Quanto à ação popular, regulada pela Lei. n. 4.717/65, já mencionamos em

parágrafos anteriores que sua legitimidade restringe-se ao cidadão, mas que tal

determinação implica absoluta ineficácia desse instituto, tendo em vista o vale de

distância que existe entre o cidadão e aquele ente que deverá compor o pólo passivo,

geralmente um grupo de grande poder político e econômico.

Com relação às demandas que visam ao controle de constitucionalidade como

a ADin e ADEcon, a Constituição de 1988, mais especificamente em seu artigo 103,

arrola os sujeitos que possuem legitimidade para promover tanto a ADin quanto a

ADEcon.

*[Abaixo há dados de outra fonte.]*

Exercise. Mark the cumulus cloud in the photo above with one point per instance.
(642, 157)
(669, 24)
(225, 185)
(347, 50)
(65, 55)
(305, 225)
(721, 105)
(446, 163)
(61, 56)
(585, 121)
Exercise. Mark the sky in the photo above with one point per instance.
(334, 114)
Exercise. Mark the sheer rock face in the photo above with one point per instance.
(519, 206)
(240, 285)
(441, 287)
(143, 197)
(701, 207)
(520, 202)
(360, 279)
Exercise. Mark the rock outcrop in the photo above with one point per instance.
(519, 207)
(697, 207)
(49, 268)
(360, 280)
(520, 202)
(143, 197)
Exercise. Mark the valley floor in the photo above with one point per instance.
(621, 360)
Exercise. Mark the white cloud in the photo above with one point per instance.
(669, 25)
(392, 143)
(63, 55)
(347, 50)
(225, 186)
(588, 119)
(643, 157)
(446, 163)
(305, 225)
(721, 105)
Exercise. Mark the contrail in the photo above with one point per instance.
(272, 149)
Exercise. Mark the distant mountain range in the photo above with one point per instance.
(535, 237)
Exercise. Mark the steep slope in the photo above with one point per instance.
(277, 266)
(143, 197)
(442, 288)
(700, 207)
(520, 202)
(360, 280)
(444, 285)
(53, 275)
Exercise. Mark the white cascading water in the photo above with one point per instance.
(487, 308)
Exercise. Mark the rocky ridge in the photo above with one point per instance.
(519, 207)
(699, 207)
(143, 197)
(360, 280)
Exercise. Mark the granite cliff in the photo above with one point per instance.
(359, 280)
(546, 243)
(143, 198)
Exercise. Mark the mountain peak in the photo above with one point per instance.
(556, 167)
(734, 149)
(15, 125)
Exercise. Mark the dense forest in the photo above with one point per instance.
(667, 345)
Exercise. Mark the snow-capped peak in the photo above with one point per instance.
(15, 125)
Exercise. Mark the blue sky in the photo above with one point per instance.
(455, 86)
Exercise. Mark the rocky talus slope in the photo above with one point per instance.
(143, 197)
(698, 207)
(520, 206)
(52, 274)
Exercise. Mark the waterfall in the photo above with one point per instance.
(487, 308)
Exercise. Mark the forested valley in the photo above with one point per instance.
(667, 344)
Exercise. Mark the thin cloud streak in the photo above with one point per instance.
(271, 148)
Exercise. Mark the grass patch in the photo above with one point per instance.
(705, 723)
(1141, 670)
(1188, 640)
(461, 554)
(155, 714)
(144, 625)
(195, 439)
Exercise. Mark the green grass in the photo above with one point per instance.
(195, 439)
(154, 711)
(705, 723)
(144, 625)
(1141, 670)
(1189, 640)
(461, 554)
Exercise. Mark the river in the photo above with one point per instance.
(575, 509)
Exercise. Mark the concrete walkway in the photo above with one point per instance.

Esse rol restou equiparado pelo advento da Emenda Constitucional 45.

Desse modo, estão autorizados a promover tais demandas: O Presidente da

República, a Mesa do Senado Federal, a Mesa da Câmara dos Deputados, a Mesa da

Assembléia Legislativa ou da Câmara Legislativa do Distrito Federal, o Governador de

200 DIDIER JÚNIOR, FREDIE. O controle jurisdicioal da legitimação coletiva e as ações coletivas passivas. In: MAZZEI, Rodrigo; NOLASCO, Rita Dias (Coord.). Processo civil coletivo. São Paulo: Quartir Latin, 2005. p. 96.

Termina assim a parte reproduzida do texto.